Quatrième de couverture :
Le soleil brille haut, la mer est calme. Six apprentis marins, quatre hommes et deux femmes, quittent le port de Sète dans une joyeuse anarchie encadrée par un moniteur de voile. Parmi eux, le narrateur, un homme sombre et secret, porte sur cette bande hétéroclite un regard doux-amer. Sous ses yeux qui en ont sans doute déjà trop vu se joue un concentré de comédie humaine.

C’est alors que se lève la plus effroyable des tempêtes.  Une déferlante emporte le moniteur. Ils sont maintenant six néophytes sur ce bateau, dont un blessé. Les secours contactés les rassurent : un patrouilleur va se dérouter vers eux. Mais  le canal d’urgence de la radio grésille à nouveau. Une voix très jeune supplie, en anglais : « S’il vous plaît, nous sommes nombreux, le bateau est cassé, il prend l’eau. »
Le dilemme surgit aussitôt : qui doit être secouru en  premier ? Six Français sur un voilier qui ne tiendra peut-être pas jusqu’au bout, ou un bateau de migrants ? Tandis que les éléments continuent à s’acharner sur eux, les six s’affrontent sur la marche à suivre et la valeur des vies à sauver.

Auteur : Johann Guillaud-Bachet vit et travaille dans une commune de l’Isère. Il est aussi comédien amateur. Noyé vif, son premier roman bouscule nos certitudes et fait voler en éclats nos idées reçues.
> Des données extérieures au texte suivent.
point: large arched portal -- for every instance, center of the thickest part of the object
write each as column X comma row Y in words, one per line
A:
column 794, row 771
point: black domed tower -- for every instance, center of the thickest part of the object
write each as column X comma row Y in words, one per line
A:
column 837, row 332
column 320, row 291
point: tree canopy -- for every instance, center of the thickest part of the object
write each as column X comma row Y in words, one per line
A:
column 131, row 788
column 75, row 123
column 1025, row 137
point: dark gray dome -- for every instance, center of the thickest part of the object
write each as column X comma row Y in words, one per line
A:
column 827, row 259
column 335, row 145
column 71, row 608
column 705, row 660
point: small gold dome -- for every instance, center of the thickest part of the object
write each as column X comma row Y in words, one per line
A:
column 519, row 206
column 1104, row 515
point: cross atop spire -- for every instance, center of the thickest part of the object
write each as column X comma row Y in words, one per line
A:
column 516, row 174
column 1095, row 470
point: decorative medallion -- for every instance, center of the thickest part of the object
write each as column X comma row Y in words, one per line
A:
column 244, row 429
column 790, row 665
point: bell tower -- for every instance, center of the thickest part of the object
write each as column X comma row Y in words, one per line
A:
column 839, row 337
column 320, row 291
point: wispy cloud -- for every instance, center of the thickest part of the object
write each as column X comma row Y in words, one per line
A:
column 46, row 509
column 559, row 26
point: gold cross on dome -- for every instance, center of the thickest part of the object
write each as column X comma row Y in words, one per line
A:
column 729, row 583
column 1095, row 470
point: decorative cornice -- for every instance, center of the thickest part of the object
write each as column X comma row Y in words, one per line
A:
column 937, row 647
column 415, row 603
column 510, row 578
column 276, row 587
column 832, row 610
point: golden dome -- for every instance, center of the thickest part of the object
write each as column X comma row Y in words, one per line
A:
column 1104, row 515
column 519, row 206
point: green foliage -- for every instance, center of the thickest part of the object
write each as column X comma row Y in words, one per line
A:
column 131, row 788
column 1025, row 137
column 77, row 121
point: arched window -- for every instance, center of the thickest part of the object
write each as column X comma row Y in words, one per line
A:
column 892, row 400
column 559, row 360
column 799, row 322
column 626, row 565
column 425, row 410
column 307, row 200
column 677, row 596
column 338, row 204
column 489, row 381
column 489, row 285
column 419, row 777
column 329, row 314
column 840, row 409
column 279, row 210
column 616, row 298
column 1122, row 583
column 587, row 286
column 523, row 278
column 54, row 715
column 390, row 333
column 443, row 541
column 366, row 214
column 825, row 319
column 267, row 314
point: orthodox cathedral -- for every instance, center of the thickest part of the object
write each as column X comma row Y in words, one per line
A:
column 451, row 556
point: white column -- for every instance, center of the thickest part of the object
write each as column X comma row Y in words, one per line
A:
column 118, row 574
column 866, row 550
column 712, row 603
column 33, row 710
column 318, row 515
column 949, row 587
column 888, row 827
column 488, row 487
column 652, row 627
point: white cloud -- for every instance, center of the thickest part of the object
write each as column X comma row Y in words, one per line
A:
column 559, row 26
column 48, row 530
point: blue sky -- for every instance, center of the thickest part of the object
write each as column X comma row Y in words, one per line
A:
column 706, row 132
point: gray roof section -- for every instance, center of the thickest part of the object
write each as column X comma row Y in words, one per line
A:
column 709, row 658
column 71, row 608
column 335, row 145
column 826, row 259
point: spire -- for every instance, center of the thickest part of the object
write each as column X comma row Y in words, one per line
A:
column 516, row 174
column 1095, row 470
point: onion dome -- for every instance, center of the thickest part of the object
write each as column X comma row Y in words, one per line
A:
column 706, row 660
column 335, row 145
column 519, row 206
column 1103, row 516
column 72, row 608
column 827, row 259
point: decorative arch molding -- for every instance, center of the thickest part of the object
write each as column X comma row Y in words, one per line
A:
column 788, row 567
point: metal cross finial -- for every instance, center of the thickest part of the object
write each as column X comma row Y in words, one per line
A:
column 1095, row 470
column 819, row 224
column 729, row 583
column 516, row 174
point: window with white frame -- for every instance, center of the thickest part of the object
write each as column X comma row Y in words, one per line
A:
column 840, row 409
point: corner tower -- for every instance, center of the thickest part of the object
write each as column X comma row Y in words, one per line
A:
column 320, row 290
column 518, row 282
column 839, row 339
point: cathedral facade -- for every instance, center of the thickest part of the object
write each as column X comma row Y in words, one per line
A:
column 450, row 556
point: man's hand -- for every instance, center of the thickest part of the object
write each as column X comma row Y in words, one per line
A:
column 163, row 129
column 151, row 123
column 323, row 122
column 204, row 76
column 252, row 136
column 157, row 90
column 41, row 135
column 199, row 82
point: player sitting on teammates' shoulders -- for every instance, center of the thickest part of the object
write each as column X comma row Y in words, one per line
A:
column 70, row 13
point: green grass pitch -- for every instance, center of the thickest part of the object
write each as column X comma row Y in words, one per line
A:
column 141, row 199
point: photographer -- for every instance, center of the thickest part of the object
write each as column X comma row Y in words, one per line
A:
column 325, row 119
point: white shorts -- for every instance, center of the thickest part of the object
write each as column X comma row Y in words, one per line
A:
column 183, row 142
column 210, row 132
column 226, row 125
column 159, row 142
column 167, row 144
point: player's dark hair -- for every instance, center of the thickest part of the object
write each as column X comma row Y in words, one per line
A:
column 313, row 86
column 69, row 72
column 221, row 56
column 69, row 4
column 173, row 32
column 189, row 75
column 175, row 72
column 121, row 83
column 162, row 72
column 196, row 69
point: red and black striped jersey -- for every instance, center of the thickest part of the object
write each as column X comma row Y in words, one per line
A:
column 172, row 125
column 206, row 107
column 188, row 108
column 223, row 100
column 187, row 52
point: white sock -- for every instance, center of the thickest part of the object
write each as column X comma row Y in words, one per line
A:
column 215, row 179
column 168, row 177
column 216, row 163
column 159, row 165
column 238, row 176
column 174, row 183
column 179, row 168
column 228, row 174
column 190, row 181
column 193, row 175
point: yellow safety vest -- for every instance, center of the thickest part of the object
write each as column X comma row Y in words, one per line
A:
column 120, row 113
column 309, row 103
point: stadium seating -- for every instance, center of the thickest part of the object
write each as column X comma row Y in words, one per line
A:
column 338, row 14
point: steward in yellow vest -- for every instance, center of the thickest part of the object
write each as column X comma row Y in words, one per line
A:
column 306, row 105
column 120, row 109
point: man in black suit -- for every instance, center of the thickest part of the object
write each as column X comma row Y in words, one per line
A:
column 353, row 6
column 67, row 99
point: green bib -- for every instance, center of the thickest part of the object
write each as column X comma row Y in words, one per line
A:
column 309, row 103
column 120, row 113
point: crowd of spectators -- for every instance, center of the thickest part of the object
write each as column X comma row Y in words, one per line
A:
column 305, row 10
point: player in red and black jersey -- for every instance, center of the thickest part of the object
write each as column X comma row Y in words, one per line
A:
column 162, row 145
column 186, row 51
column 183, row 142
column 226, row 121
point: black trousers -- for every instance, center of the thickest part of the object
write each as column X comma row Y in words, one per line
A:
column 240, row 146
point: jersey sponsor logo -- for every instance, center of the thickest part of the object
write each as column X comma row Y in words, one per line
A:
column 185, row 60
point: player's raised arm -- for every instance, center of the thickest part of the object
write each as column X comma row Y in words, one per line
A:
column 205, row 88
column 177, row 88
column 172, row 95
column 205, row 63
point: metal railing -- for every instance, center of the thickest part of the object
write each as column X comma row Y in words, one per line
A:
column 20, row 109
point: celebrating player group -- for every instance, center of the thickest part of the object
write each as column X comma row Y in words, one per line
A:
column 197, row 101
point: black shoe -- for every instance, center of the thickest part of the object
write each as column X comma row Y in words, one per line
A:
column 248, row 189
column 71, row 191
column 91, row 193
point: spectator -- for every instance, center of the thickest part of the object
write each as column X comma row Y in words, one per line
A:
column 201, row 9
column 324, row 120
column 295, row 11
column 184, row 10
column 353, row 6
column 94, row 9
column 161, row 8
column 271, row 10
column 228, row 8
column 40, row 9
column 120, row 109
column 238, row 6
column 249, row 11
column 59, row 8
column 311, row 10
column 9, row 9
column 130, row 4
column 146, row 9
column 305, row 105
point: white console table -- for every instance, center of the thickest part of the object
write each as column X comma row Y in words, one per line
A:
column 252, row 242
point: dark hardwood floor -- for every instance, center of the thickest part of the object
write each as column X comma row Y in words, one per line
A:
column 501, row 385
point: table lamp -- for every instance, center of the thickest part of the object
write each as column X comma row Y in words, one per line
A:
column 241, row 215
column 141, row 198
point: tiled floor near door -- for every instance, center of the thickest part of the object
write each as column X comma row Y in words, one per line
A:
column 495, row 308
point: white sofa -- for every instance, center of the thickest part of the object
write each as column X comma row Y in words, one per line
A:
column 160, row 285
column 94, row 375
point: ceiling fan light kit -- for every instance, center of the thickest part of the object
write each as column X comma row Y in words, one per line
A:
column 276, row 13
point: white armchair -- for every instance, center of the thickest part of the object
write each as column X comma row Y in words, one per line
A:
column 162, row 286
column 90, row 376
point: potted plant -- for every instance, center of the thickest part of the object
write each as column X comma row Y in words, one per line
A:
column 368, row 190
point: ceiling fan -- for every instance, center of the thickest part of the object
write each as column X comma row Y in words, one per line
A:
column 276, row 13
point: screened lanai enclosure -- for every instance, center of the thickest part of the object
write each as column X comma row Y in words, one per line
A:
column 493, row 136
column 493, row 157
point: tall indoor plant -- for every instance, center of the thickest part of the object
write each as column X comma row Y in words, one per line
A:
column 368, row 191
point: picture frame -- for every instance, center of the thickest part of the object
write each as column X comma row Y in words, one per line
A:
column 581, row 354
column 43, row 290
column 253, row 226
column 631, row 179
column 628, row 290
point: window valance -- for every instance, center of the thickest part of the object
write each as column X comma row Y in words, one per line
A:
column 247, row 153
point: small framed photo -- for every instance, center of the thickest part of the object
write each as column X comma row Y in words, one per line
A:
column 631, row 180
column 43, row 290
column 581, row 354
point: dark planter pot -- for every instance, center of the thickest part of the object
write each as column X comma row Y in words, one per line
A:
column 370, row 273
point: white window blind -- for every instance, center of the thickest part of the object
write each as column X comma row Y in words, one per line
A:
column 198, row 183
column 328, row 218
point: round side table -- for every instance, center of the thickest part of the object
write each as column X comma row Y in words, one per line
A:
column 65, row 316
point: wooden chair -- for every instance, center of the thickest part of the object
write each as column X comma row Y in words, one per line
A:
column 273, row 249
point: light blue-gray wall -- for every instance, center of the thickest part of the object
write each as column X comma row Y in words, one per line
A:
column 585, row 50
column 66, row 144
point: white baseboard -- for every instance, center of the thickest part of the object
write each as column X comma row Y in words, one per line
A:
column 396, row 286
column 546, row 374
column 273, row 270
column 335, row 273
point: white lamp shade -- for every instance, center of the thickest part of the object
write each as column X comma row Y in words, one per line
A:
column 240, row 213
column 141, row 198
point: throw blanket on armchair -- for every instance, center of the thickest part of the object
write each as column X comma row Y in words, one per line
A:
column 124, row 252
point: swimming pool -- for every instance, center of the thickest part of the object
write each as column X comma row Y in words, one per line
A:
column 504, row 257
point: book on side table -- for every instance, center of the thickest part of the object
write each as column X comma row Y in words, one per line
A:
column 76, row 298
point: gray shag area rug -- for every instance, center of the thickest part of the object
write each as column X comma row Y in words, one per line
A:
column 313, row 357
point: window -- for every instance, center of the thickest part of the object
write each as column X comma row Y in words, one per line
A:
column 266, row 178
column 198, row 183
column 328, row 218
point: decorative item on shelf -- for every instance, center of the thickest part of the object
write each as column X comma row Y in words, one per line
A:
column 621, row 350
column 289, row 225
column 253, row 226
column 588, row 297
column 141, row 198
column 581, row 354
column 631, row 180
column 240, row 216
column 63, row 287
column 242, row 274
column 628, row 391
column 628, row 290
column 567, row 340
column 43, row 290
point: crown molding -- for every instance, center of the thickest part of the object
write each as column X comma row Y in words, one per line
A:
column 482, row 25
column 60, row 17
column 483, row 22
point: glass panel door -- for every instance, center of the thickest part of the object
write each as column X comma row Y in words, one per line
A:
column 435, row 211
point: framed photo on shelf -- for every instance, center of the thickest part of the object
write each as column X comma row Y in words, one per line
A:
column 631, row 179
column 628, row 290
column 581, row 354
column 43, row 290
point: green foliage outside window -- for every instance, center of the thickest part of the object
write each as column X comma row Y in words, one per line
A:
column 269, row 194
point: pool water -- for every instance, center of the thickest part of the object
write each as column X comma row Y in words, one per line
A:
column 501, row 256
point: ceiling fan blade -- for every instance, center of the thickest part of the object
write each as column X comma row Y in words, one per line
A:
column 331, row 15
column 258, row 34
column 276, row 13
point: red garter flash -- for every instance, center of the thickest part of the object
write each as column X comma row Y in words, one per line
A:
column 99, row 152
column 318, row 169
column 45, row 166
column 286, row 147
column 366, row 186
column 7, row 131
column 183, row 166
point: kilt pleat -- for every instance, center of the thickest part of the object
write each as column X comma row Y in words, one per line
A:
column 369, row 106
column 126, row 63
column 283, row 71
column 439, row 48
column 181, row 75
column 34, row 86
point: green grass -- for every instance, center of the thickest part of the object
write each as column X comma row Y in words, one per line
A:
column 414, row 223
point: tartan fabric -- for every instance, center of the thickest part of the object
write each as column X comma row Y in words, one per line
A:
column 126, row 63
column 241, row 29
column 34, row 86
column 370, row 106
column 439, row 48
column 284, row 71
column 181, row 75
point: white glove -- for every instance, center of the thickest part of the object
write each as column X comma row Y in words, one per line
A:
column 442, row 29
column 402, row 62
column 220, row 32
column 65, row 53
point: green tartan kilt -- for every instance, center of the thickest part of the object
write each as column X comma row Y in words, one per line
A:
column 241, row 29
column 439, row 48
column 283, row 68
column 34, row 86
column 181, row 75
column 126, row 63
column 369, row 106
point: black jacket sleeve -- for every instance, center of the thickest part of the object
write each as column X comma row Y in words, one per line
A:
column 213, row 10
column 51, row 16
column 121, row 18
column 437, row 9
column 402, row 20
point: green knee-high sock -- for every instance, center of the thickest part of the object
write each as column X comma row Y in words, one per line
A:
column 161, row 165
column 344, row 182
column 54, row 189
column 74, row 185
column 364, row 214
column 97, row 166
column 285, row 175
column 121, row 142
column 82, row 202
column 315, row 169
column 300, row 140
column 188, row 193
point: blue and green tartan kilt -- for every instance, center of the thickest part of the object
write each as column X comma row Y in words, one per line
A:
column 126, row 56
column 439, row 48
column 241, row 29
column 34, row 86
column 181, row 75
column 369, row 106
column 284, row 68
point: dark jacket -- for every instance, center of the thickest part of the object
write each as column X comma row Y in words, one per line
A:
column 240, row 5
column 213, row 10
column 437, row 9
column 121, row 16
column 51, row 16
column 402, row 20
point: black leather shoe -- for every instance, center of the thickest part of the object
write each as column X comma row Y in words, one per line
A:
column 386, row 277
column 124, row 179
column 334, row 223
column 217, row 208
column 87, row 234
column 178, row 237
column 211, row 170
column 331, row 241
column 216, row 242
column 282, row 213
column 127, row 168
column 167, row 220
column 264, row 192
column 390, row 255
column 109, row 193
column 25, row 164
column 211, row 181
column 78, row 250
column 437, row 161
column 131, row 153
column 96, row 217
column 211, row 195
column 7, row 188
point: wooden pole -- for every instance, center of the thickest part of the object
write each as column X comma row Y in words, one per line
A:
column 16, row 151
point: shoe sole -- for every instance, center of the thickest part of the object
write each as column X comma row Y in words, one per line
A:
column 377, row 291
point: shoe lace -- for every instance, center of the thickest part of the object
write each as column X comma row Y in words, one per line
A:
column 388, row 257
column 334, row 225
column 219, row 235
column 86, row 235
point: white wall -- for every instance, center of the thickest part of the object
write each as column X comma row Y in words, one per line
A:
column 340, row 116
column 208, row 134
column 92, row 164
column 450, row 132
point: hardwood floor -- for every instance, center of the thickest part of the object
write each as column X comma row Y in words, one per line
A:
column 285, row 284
Mon avis : (lu en février 2018)
Six adultes sont venus faire un stage de voile en Méditerranée. Quatre hommes et deux femmes vont partir pendant quelques jours en haute mer avec Vince, leur moniteur. Ils viennent d’horizon différent. Alice est prof de fac en sociologie à Paris, Prune est responsable d’un magasin de sport à Montpellier, Fred dirige une boîte d’installation de cuisines à Lyon, Franck est dameur l’hiver en Savoie et sinon travaille sur des chantiers, Bertrand est notaire à Besançon. Le narrateur est assez mystérieux, c’est un immigré syrien, il se dévoilera un peu au fil de l’histoire, le lecteur ne saura même pas son prénom… On apprendra seulement que ce prénom est exotique.
Après avoir fait connaissance entre eux et préparé le ravitaillement et l’équipement du bateau, les voilà partis pour un huis clos de dix jours. Pas facile de vivre ensemble dans un espace exiguë, avec la promiscuité des autres, sans oublier la fatigue des quarts de veille… Au début du voyage, la mer est sage et lisse mais bientôt arrive la tempête et tous se sentent bien petits face aux éléments.
Le voilier va se trouver en difficulté et lorsque l’équipage contacte les secours, il se retrouve en concurrence avec un bateau de migrant…
Ce livre est l’occasion de réfléchir sur le comportement humain en groupe, dans des conditions difficiles. Lorsque l’on craint pour sa vie, est-on toujours à la hauteur de nos convictions ? L’instinct de survie est-il supérieur à l’empathie ? Voilà un roman complètement d’actualité à découvrir.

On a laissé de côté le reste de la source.